Early last week, the University of Colorado at Boulder (UCB) published its annual study for the 18th year in a row, which was titled, “Learning to be Watched: Surveillance Culture at School.”
This study revealed the sobering reality that when schools encourage their students to accept and use free technology resources to enhance their educational experience, they are putting their students in a precarious position. Here’s why.
When students in middle or high school use free laptops or tablets provided by their school district for learning purposes, there are predatory companies out there that are watching what the students are browsing while they are on these computers and mobile devices.
These companies keep track of the online activity the students engage in for the purpose of mining large of amounts of data. The companies use this data and sell it to third-party companies that seek to aggressively market things to the students in a predatory way.

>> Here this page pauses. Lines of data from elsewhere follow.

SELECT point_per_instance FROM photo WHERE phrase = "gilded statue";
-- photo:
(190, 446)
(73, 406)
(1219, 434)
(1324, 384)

The preservation of privacy is one of the primary concerns when it comes to this growing issue. Not only that, people who are against what these companies are doing to minors are concerned that the companies are trying to influence how these school-age children think.
The companies have defended the activities of their data collectors stating that none of the students are identified by their names.
However, researchers of this study have concluded that even if the students are not identified by name, they are still being wrongfully observed based on their individual “interests, social networks, personalities, vulnerabilities, desires, and aspirations,” according to their report.
“By feeding children ads and other content personalized to appeal specifically to them, and also by choosing what not to show them, marketers influence children’s thoughts, feelings, and behaviors,” the authors of the UCB study wrote.
“As they do, they also test, adjust, and perfect their models of influence — and then track and target some more,” they also wrote.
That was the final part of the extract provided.